By 1970's there was only one front loader

Game in town; Westinghouse.

Things would largely remain so until a decade or so later when various European imports (Creda, Miele, Bosch, Asko) began showing up on this side of pond. Then you also had combo units from Equator and Malber arriving as well. Then came Maytag with their "Neptune" washer. Less said about that hot mess, the better.

Pity once WCI got their mitts on Westinghouse appliances things began going down hill IIRC in terms of quality.

Interestingly CBS still technically owns Westinghouse trademark. Though now Electrolux (who purchased WCI) makes appliances with that brand name. [this post was last edited: 8/14/2019-22:15]

launderess-2019081420512602437_1.jpg
 
The main thing that kept the WH FLers going in the years when FL market share was at its lowest was the apartment/condo market, especially the high rise buildings, where the architects specified them to be able to offer in unit washers and dryers while saving space. That led to a replacement market. In Georgia, the Georgia Power company sold WH until appliance sales were ended after the first energy crisis. In the early years, payments could be put on the power bill, just as gas appliances could be paid for on the gas company bill, so many homes had WH FLers.  
 
Funny you should mention that, Tom: My second front-loader, a Gibson-branded WCI was purchased at the local natural gas company. This was probably 1989 or early '90. I'd had an '86 or early '87 Frigidaire rear console model that was old-school Westy. It started tumbling in one direction when you set the cycle and didn't stop until the end.

Anyway, that set was sold when I moved to an efficiency apartment for a year.
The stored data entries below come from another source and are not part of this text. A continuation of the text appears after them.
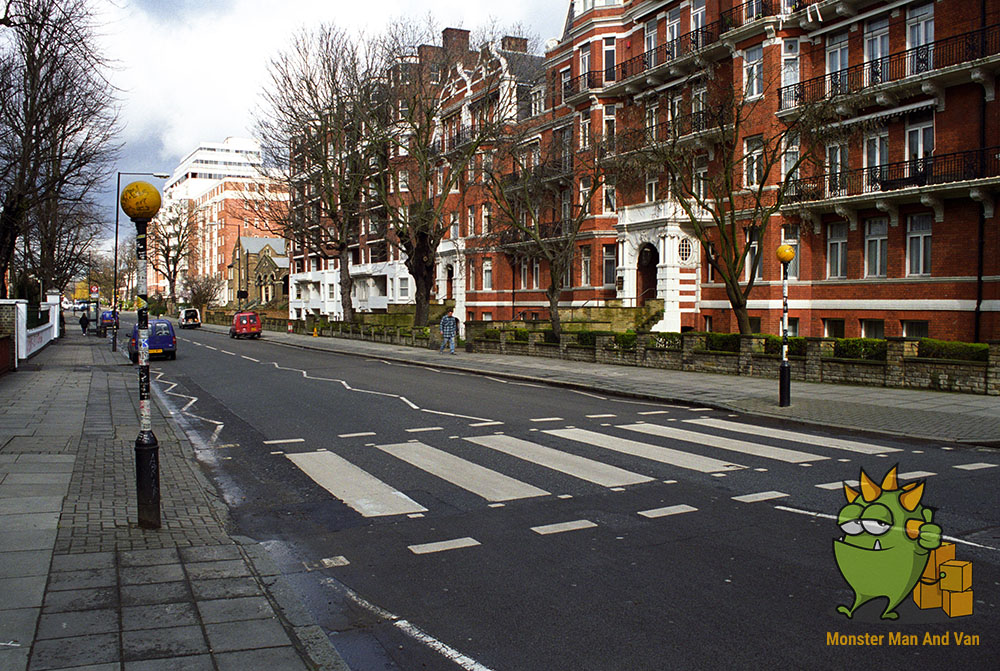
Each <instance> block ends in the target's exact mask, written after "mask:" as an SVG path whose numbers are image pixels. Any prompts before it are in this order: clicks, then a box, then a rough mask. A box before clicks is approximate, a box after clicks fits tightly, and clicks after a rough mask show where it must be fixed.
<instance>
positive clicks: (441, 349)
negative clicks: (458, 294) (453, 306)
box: [438, 308, 458, 354]
mask: <svg viewBox="0 0 1000 671" xmlns="http://www.w3.org/2000/svg"><path fill="white" fill-rule="evenodd" d="M454 312H455V311H454V310H453V309H451V308H448V312H447V313H446V314H445V316H444V317H442V318H441V350H440V351H439V352H438V354H444V348H445V345H451V353H452V354H454V353H455V337H456V336H457V335H458V319H457V318H456V317H455V315H454Z"/></svg>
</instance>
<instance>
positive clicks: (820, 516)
mask: <svg viewBox="0 0 1000 671" xmlns="http://www.w3.org/2000/svg"><path fill="white" fill-rule="evenodd" d="M774 509H775V510H784V511H786V512H789V513H798V514H799V515H809V516H810V517H819V518H822V519H824V520H835V519H837V516H836V515H830V514H828V513H817V512H814V511H812V510H799V509H798V508H789V507H788V506H775V507H774ZM941 540H946V541H951V542H952V543H960V544H961V545H969V546H971V547H974V548H983V549H984V550H993V551H994V552H1000V548H995V547H992V546H990V545H980V544H979V543H973V542H972V541H967V540H965V539H964V538H955V537H954V536H941Z"/></svg>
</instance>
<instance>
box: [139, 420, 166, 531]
mask: <svg viewBox="0 0 1000 671" xmlns="http://www.w3.org/2000/svg"><path fill="white" fill-rule="evenodd" d="M135 490H136V498H137V500H138V504H139V526H140V527H141V528H143V529H159V528H160V446H159V444H157V442H156V436H155V435H153V432H152V431H140V432H139V436H138V437H137V438H136V439H135Z"/></svg>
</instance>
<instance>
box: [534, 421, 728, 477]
mask: <svg viewBox="0 0 1000 671" xmlns="http://www.w3.org/2000/svg"><path fill="white" fill-rule="evenodd" d="M545 433H548V434H550V435H553V436H558V437H560V438H566V439H568V440H575V441H577V442H581V443H587V444H589V445H593V446H594V447H603V448H605V449H608V450H614V451H615V452H621V453H622V454H629V455H632V456H635V457H642V458H643V459H650V460H652V461H658V462H660V463H661V464H670V465H671V466H677V467H679V468H687V469H691V470H693V471H699V472H701V473H716V472H719V471H737V470H740V469H742V468H746V466H741V465H739V464H733V463H729V462H726V461H720V460H718V459H712V458H711V457H703V456H701V455H699V454H691V453H690V452H682V451H681V450H672V449H670V448H669V447H660V446H658V445H650V444H649V443H640V442H639V441H637V440H628V439H627V438H618V437H616V436H609V435H607V434H604V433H597V432H596V431H588V430H586V429H550V430H548V431H546V432H545Z"/></svg>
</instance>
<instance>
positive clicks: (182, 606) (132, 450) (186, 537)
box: [0, 329, 347, 671]
mask: <svg viewBox="0 0 1000 671" xmlns="http://www.w3.org/2000/svg"><path fill="white" fill-rule="evenodd" d="M137 396H138V381H137V374H136V369H135V368H134V367H133V366H131V365H129V363H128V361H127V359H125V358H124V355H123V353H122V352H118V353H112V352H111V351H110V344H109V342H108V341H107V340H104V339H100V338H96V337H93V336H90V337H84V336H83V335H81V334H80V333H79V332H78V331H77V330H75V329H71V330H70V331H69V332H68V335H67V336H66V337H64V338H61V339H60V340H58V341H56V342H55V343H53V344H52V345H50V346H48V347H47V348H46V349H45V350H44V351H42V352H41V353H39V354H38V355H37V356H35V357H34V358H32V359H30V360H29V361H27V362H25V364H24V365H23V367H22V368H21V369H20V370H19V371H17V372H14V373H9V374H7V375H4V376H2V377H0V669H3V670H4V671H22V670H24V669H29V670H31V671H42V670H55V669H69V668H79V669H87V670H88V671H112V670H113V671H123V670H124V671H154V670H157V671H158V670H163V671H166V670H168V669H169V670H170V671H178V670H183V671H200V670H202V669H205V670H206V671H208V670H212V671H226V670H229V669H232V670H239V671H243V670H245V669H275V670H278V669H280V670H281V671H284V670H286V669H290V670H291V669H324V670H326V669H330V670H339V669H347V666H346V665H345V664H344V663H343V661H342V660H341V659H340V657H339V656H338V655H337V653H336V651H335V650H334V648H333V646H332V645H331V644H330V642H329V639H328V638H327V637H326V635H325V634H324V632H323V631H322V630H321V629H320V628H319V627H318V626H316V625H315V623H314V622H313V620H312V617H311V616H310V615H309V613H308V612H307V611H306V609H305V608H304V606H303V605H302V604H301V602H300V601H299V599H298V597H297V596H295V593H294V591H293V590H292V588H291V587H290V585H289V584H288V583H286V582H285V580H284V579H283V578H282V577H280V575H279V574H278V571H277V569H276V568H275V567H274V565H273V564H272V563H271V561H270V560H269V559H268V558H267V555H266V552H265V551H264V549H263V548H262V547H261V546H260V545H258V544H257V543H255V542H254V541H252V540H250V539H247V538H240V537H235V536H232V535H230V533H229V531H228V529H227V515H228V510H227V508H226V507H225V505H224V504H223V503H222V502H220V501H218V500H217V499H216V498H215V494H214V488H213V487H212V486H211V484H210V483H209V482H208V481H207V479H206V478H205V477H204V476H203V475H202V473H201V472H200V470H199V466H198V464H197V461H196V459H195V456H194V451H193V449H192V446H191V444H190V443H189V442H188V441H187V439H186V437H185V436H184V435H183V433H182V432H181V431H180V430H179V429H178V428H176V426H175V425H174V424H173V423H172V422H171V421H169V420H168V419H167V418H166V417H165V416H164V414H163V412H162V410H161V409H160V407H159V406H158V405H157V404H155V403H154V404H153V430H154V433H155V434H156V437H157V439H158V442H159V445H160V469H161V474H162V475H161V497H162V519H163V528H162V529H159V530H142V529H139V528H138V526H137V522H136V520H137V513H136V502H135V465H134V449H133V446H134V442H135V437H136V435H137V434H138V428H139V427H138V411H137V404H138V400H137Z"/></svg>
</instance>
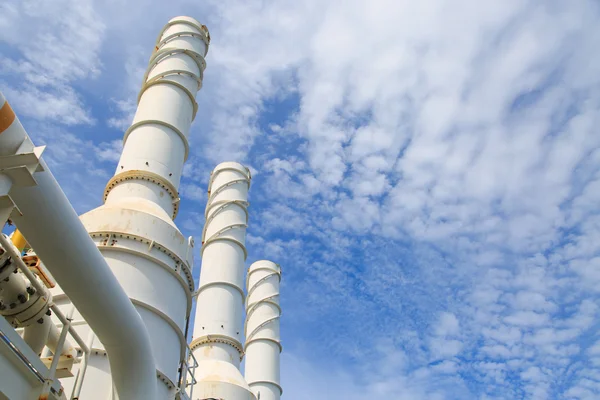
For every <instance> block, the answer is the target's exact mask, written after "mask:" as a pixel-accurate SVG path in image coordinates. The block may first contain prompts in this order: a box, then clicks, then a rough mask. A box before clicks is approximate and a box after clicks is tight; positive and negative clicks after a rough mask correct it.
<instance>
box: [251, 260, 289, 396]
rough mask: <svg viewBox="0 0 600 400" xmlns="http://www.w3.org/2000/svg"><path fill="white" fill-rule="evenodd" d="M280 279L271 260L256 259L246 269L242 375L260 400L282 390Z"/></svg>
mask: <svg viewBox="0 0 600 400" xmlns="http://www.w3.org/2000/svg"><path fill="white" fill-rule="evenodd" d="M280 281H281V268H280V267H279V265H278V264H275V263H274V262H271V261H267V260H261V261H257V262H255V263H253V264H252V265H251V266H250V268H249V269H248V277H247V279H246V286H247V289H248V298H247V299H246V324H245V333H246V361H245V363H246V364H245V375H246V381H247V382H248V385H249V386H250V388H251V389H252V392H253V393H254V394H255V395H256V397H257V398H259V399H260V400H279V398H280V396H281V394H282V393H283V390H282V389H281V384H280V380H279V357H280V353H281V341H280V335H279V320H280V317H281V307H280V306H279V282H280Z"/></svg>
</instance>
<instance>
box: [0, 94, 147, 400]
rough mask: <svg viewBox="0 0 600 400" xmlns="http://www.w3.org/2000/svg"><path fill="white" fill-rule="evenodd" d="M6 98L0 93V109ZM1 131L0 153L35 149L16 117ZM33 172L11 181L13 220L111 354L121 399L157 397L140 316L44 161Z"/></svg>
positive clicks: (17, 119) (12, 218)
mask: <svg viewBox="0 0 600 400" xmlns="http://www.w3.org/2000/svg"><path fill="white" fill-rule="evenodd" d="M5 103H6V100H5V98H4V96H3V95H2V94H1V93H0V109H2V107H4V105H5ZM12 118H13V121H12V123H11V124H10V126H9V127H8V128H7V129H5V130H4V131H3V132H1V133H0V156H4V157H6V156H13V155H15V154H23V153H33V149H34V145H33V143H32V142H31V140H30V139H29V137H28V135H27V133H26V132H25V130H24V128H23V126H22V125H21V123H20V122H19V120H18V118H16V117H14V114H13V116H12ZM39 164H40V167H41V168H42V169H43V171H39V172H33V174H32V176H33V178H34V179H35V181H36V184H35V185H34V186H19V182H13V186H12V188H11V191H10V196H11V198H12V200H13V201H14V202H15V204H16V205H17V206H18V208H19V210H20V213H13V214H12V219H13V221H14V222H15V223H16V224H17V226H19V230H21V231H22V232H23V234H24V236H25V237H26V238H27V240H28V242H29V244H30V245H31V246H32V247H33V248H35V250H36V253H37V254H38V256H39V257H40V258H41V259H42V260H43V261H44V264H45V265H46V267H47V268H48V269H49V270H50V272H51V273H52V275H53V276H54V278H55V279H56V281H57V282H58V284H59V285H60V286H61V288H62V289H63V290H64V292H65V293H66V294H67V296H69V299H70V300H71V301H72V302H73V304H74V305H75V306H76V307H77V309H78V311H79V312H80V313H81V315H82V316H83V317H84V318H85V319H86V321H88V322H89V325H90V327H91V328H92V329H93V330H94V332H95V333H96V335H97V336H98V339H99V340H100V341H101V342H102V343H103V345H104V346H105V349H106V351H107V353H108V356H109V361H110V367H111V371H112V377H113V382H114V385H115V387H116V388H117V391H118V392H119V396H120V397H121V398H123V399H131V400H136V399H140V400H141V399H145V400H146V399H155V398H156V368H155V364H154V357H153V355H152V347H151V346H150V340H149V336H148V332H147V330H146V327H145V325H144V323H143V322H142V319H141V317H140V315H139V314H138V313H137V311H136V310H135V308H134V306H133V304H132V303H131V301H130V300H129V298H128V297H127V295H126V294H125V292H124V291H123V289H122V288H121V286H120V285H119V282H118V281H117V279H116V278H115V276H114V275H113V273H112V272H111V270H110V269H109V267H108V265H107V264H106V261H105V260H104V257H102V255H101V254H100V252H99V251H98V248H97V247H96V245H95V244H94V242H93V241H92V239H91V238H90V236H89V235H88V233H87V231H86V229H85V227H84V226H83V224H82V223H81V222H80V221H79V218H78V216H77V213H76V212H75V210H74V209H73V207H72V206H71V204H70V203H69V200H68V199H67V197H66V196H65V194H64V193H63V191H62V190H61V188H60V186H59V185H58V182H56V179H55V178H54V176H53V175H52V173H51V172H50V170H49V168H48V166H47V165H46V163H45V162H44V161H43V160H42V159H40V160H39Z"/></svg>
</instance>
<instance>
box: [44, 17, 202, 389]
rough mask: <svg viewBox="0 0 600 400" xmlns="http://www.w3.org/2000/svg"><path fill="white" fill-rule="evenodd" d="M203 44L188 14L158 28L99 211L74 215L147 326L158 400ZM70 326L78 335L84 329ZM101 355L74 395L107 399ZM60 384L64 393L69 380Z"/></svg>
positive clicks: (103, 363) (179, 260)
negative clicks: (183, 195) (158, 36)
mask: <svg viewBox="0 0 600 400" xmlns="http://www.w3.org/2000/svg"><path fill="white" fill-rule="evenodd" d="M208 42H209V40H208V30H207V29H206V27H205V26H203V25H201V24H200V23H199V22H198V21H196V20H195V19H193V18H189V17H176V18H173V19H171V20H170V21H169V22H168V23H167V25H166V26H165V28H164V29H163V30H162V31H161V33H160V35H159V37H158V40H157V42H156V45H155V48H154V52H153V54H152V56H151V58H150V61H149V63H148V67H147V70H146V74H145V76H144V81H143V82H144V84H143V85H142V88H141V90H140V94H139V96H138V106H137V111H136V114H135V117H134V120H133V124H132V125H131V126H130V127H129V129H127V131H126V132H125V135H124V139H123V152H122V154H121V157H120V160H119V163H118V165H117V168H116V172H115V175H114V176H113V177H112V178H111V179H110V181H109V182H108V184H107V186H106V189H105V192H104V199H105V202H104V205H102V206H100V207H98V208H96V209H94V210H91V211H89V212H87V213H85V214H83V215H82V216H81V217H80V220H81V221H82V222H83V224H84V226H85V228H86V230H87V231H88V233H89V234H90V235H91V236H92V238H93V240H94V241H95V243H96V245H97V246H98V247H99V248H100V251H101V254H102V255H103V256H104V258H105V260H106V261H107V263H108V265H109V267H110V268H111V270H112V271H113V273H114V275H115V276H116V278H117V280H118V281H119V284H120V285H121V287H122V288H123V290H124V291H125V293H126V294H127V296H128V297H129V299H130V301H131V302H132V303H133V304H134V306H135V308H136V310H137V312H138V313H139V314H140V316H141V318H142V321H143V322H144V324H145V326H146V328H147V331H148V333H149V336H150V338H149V339H150V343H151V346H152V348H153V355H154V362H155V363H154V365H155V367H156V372H155V376H156V385H157V396H158V397H159V398H167V397H169V396H171V394H172V393H173V392H174V391H175V386H176V385H177V383H178V382H179V379H178V378H179V375H178V371H179V369H180V368H181V363H182V361H185V355H186V350H187V343H186V337H185V334H184V332H185V327H186V324H187V320H188V319H189V315H190V312H191V308H192V292H194V289H195V288H194V281H193V277H192V267H193V246H194V243H193V240H191V238H185V237H184V236H183V235H182V233H181V232H180V230H179V229H178V228H177V225H176V224H175V222H174V221H173V219H174V218H175V216H176V215H177V210H178V207H179V194H178V187H179V182H180V178H181V174H182V170H183V164H184V161H185V159H186V157H187V154H188V151H189V144H188V136H189V131H190V125H191V123H192V120H193V118H194V115H195V113H196V109H197V105H196V101H195V96H196V93H197V92H198V90H199V88H200V83H201V79H202V74H203V71H204V68H205V63H204V56H205V55H206V52H207V50H208ZM54 294H55V295H56V297H57V298H58V299H60V300H57V303H59V302H60V304H59V306H60V307H68V306H69V304H68V299H65V298H64V297H61V296H60V293H54ZM157 294H160V295H157ZM76 329H77V330H78V332H80V334H81V335H85V334H86V333H87V332H86V331H87V330H89V327H87V326H85V325H79V326H76ZM101 341H102V340H101ZM97 348H99V349H102V344H101V343H99V344H98V346H97ZM103 357H104V356H103V354H102V352H99V354H95V353H92V354H91V357H90V360H89V364H90V366H93V369H92V370H91V371H90V373H89V374H87V377H86V381H85V382H84V383H83V385H82V387H81V389H80V390H81V397H82V398H85V399H88V400H100V399H102V400H104V399H106V397H107V396H109V395H110V394H109V388H110V379H111V374H112V373H113V371H111V370H109V369H108V366H107V365H106V363H104V362H103V360H104V359H103ZM113 377H114V374H113ZM62 383H63V386H64V387H65V389H66V390H70V389H71V388H70V385H74V380H63V382H62ZM73 390H75V388H74V387H73ZM119 397H120V398H122V396H119Z"/></svg>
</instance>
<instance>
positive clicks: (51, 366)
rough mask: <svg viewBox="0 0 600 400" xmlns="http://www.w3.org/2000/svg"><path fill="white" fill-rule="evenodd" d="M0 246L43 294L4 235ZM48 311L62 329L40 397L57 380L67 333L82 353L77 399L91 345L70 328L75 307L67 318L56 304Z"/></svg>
mask: <svg viewBox="0 0 600 400" xmlns="http://www.w3.org/2000/svg"><path fill="white" fill-rule="evenodd" d="M0 246H2V247H3V248H4V251H6V252H7V253H8V254H9V255H10V257H11V259H12V260H13V261H14V262H15V263H16V264H17V267H18V268H19V269H20V270H21V272H22V273H23V274H24V275H25V276H26V277H27V279H29V282H30V283H31V285H32V286H33V287H34V288H35V289H36V290H38V291H39V292H40V293H43V292H44V291H45V289H46V288H45V287H43V286H42V284H41V283H40V282H39V281H38V280H37V279H36V276H35V274H34V273H33V272H31V271H30V270H29V267H27V265H26V264H25V262H24V261H23V260H22V259H21V254H19V253H18V252H17V251H15V248H14V247H13V246H12V243H11V242H10V240H9V239H8V238H7V237H6V236H4V235H0ZM50 310H52V312H53V313H54V315H56V317H57V318H58V319H59V320H60V322H61V323H62V329H61V332H60V336H59V339H58V344H57V346H56V351H55V352H54V354H53V355H52V361H51V364H50V369H49V371H48V374H47V375H46V376H44V377H43V379H44V386H43V389H42V393H41V396H42V397H43V396H47V395H48V394H49V393H50V388H51V387H52V385H53V384H54V382H55V381H56V380H57V378H56V368H57V367H58V361H59V359H60V355H61V354H62V350H63V347H64V344H65V340H66V338H67V333H69V334H70V335H71V337H72V338H73V339H74V340H75V342H76V343H77V344H78V345H79V347H80V348H81V351H82V352H83V355H82V357H83V360H82V361H81V363H80V367H79V372H78V373H77V378H76V380H75V385H74V390H73V393H72V395H71V399H78V398H79V393H80V392H81V384H82V381H83V377H84V376H85V370H86V369H87V361H88V359H89V355H90V348H91V345H89V346H88V345H87V344H86V343H85V342H84V341H83V339H81V336H79V334H78V333H77V331H75V329H74V328H73V327H72V326H71V322H72V320H73V318H72V317H73V313H74V311H75V307H72V308H71V309H70V310H69V314H68V316H65V315H64V314H63V312H62V311H61V310H60V308H59V307H58V306H57V305H56V304H51V305H50ZM3 337H4V336H3ZM92 340H93V337H92ZM12 347H14V345H13V346H11V348H12ZM17 350H18V349H17Z"/></svg>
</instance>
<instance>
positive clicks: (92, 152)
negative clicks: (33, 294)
mask: <svg viewBox="0 0 600 400" xmlns="http://www.w3.org/2000/svg"><path fill="white" fill-rule="evenodd" d="M176 15H190V16H193V17H195V18H197V19H199V20H200V21H202V22H203V23H205V24H206V25H207V26H208V27H209V29H210V31H211V36H212V43H211V48H210V51H209V54H208V57H207V64H208V67H207V70H206V73H205V79H204V87H203V89H202V91H201V92H200V93H199V96H198V103H199V107H200V108H199V112H198V116H197V118H196V121H195V123H194V125H193V128H192V142H191V149H192V150H191V157H190V159H189V161H188V163H187V165H186V167H185V174H184V179H183V181H182V186H181V188H180V190H181V194H182V198H183V200H182V204H181V206H182V207H181V211H180V213H179V216H178V218H177V222H178V224H179V226H180V227H181V228H182V230H183V231H184V233H186V234H189V235H196V236H199V235H200V234H201V231H202V226H203V223H204V221H203V210H204V206H205V201H206V195H205V191H206V185H207V178H208V175H209V172H210V170H211V169H212V168H213V167H214V165H216V164H217V163H219V162H221V161H228V160H235V161H240V162H243V163H245V164H246V165H248V166H250V167H251V168H252V170H253V172H254V179H253V186H252V189H251V199H250V200H251V209H250V216H251V220H250V228H249V230H248V239H247V243H248V247H249V254H250V256H249V259H248V265H249V263H251V262H252V261H254V260H257V259H262V258H268V259H272V260H274V261H276V262H278V263H280V264H281V265H282V268H283V274H284V281H283V285H282V306H283V312H284V316H283V319H282V335H283V344H284V353H283V355H282V384H283V387H284V391H285V392H284V396H285V398H286V399H288V400H300V399H302V400H304V399H307V400H308V399H311V400H322V399H323V400H324V399H333V400H337V399H350V400H353V399H365V398H381V399H392V400H396V399H397V400H421V399H427V400H441V399H448V400H450V399H481V400H491V399H538V400H540V399H597V398H600V335H599V333H598V328H599V322H598V321H599V320H598V306H597V300H598V288H599V287H600V254H599V252H600V215H599V213H598V202H599V201H600V171H599V166H600V134H598V132H597V131H598V128H597V127H598V126H600V112H599V110H600V74H599V73H598V71H600V57H599V56H598V55H597V53H598V51H597V49H598V48H599V47H600V23H599V17H600V6H599V5H598V4H597V2H594V1H591V0H590V1H584V0H571V1H568V2H563V1H555V0H547V1H544V2H534V1H525V0H507V1H501V2H500V1H498V2H480V1H476V0H454V1H444V0H429V1H419V2H416V1H408V0H395V1H392V0H390V1H384V0H374V1H361V0H346V1H341V0H340V1H335V0H331V1H312V0H311V1H302V2H298V1H288V0H280V1H268V0H260V1H259V0H256V1H255V0H249V1H230V0H222V1H202V2H199V1H187V0H172V1H168V2H151V1H149V0H148V1H142V0H140V1H126V0H106V1H102V2H99V1H98V2H93V1H90V0H51V1H29V0H5V1H4V2H2V3H1V4H0V31H1V32H2V36H0V52H1V54H2V57H1V58H0V86H1V87H2V90H3V92H4V93H5V95H6V97H7V98H8V99H9V100H10V101H11V103H12V104H13V107H14V108H15V110H16V111H17V113H18V114H19V116H20V118H21V120H22V121H23V123H24V125H25V126H26V128H27V129H28V131H29V133H30V134H31V136H32V137H33V139H34V140H35V142H36V143H37V144H42V143H46V144H48V145H49V146H48V150H47V153H45V154H47V157H48V161H49V164H50V165H51V168H52V170H53V172H54V173H55V175H56V176H57V178H58V179H59V181H60V182H61V184H62V186H63V188H64V190H65V192H66V193H67V194H68V196H69V198H70V199H71V201H72V203H73V205H74V206H75V208H76V209H77V210H78V211H79V212H82V213H83V212H85V211H87V210H89V209H91V208H93V207H96V206H98V205H99V204H100V201H101V195H102V191H103V188H104V185H105V183H106V181H107V180H108V179H109V177H110V176H111V175H112V173H113V172H114V168H115V165H116V160H117V159H118V155H119V151H120V141H121V138H122V135H123V132H124V130H125V129H126V128H127V126H128V124H129V122H130V121H131V118H132V113H133V112H134V111H135V98H136V94H137V91H138V90H139V86H140V83H141V79H142V76H143V71H144V69H145V64H146V61H147V59H148V57H149V56H150V52H151V50H152V46H153V43H154V40H155V38H156V35H157V33H158V32H159V30H160V29H161V27H162V26H163V24H164V23H165V22H166V21H167V20H168V19H170V18H171V17H173V16H176ZM197 266H199V260H197ZM197 273H198V271H197V270H196V274H197Z"/></svg>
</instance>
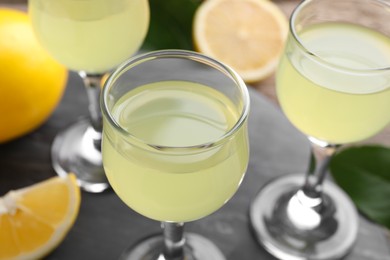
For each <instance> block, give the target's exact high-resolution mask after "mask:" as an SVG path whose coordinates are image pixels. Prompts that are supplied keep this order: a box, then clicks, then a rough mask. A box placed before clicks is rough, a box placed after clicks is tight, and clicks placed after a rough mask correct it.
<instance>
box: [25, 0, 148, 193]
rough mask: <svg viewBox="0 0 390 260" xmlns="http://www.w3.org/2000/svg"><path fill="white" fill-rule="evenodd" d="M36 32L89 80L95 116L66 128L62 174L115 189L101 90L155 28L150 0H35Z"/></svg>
mask: <svg viewBox="0 0 390 260" xmlns="http://www.w3.org/2000/svg"><path fill="white" fill-rule="evenodd" d="M28 9H29V14H30V17H31V21H32V25H33V29H34V32H35V34H36V36H37V38H38V40H39V41H40V43H41V44H42V46H43V47H44V48H45V49H46V50H47V51H48V52H49V53H50V54H51V55H52V56H53V57H54V58H55V59H57V60H58V61H59V62H61V63H62V64H64V65H65V66H67V67H68V68H69V69H71V70H74V71H77V72H78V74H79V75H80V76H81V78H82V79H83V83H84V85H85V89H86V93H87V98H88V102H89V118H87V119H80V120H78V121H77V122H76V123H75V124H73V125H71V126H70V127H68V128H67V129H65V130H63V131H61V132H60V133H59V134H58V135H57V136H56V137H55V139H54V142H53V145H52V151H51V154H52V165H53V168H54V169H55V171H56V172H57V174H58V175H60V176H63V175H66V174H68V173H69V172H73V173H75V174H76V176H77V179H78V183H79V184H80V186H81V188H83V189H84V190H85V191H88V192H102V191H104V190H105V189H107V188H109V184H108V181H107V178H106V176H105V174H104V170H103V166H102V155H101V136H102V115H101V111H100V107H99V95H100V91H101V85H102V79H103V77H104V74H105V73H107V72H109V71H110V70H112V69H113V68H114V67H116V66H117V65H119V64H120V63H121V62H123V61H125V60H126V59H127V58H129V57H130V56H131V55H132V54H134V53H135V52H136V51H137V50H138V48H139V47H140V45H141V43H142V42H143V39H144V37H145V35H146V32H147V30H148V27H149V4H148V1H147V0H55V1H53V0H29V4H28Z"/></svg>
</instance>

Following another move to a huge warehouse apartment I had a KitchenAid top loader for a few months, but when the Gibson stack appeared in the storefront window with easy payments tacked onto the gas bill, I went for it. This model had reverse tumbling, but no dispensers. A buzzer would sound and the washer would pause when it had filled for the final rinse. You'd open the door and pour in some fabric softener. It came with a 2-quart pitcher to dilute liquid chlorine bleach which was poured in after the wash fill.

The gas company had a storefront in our little town back then. These days, one has to jump through hoops just to talk to a living human being on the phone...somewhere.
 
Westinghouse offered the two baffles that were in an offset position to interrupt the tumbling pattern while tumbling in only one direction to reduce tangling. I don't remember that being a problem with my WH washers. Kenmore offered the Dual Tumble washer in the late 80s or early 90s, I believe, which was the first of the Italian input design WCI/Electrolux machines and these machines, while keeping the two baffles, did reverse tumbling. It was funny how after the machine drained from the wash, the tub tumbled in only the clockwise direction for the spray rinse and kept tumbling clockwise after the pump shut off and it filled for the first deep rinse. The second and third rinses had reverse tumbling.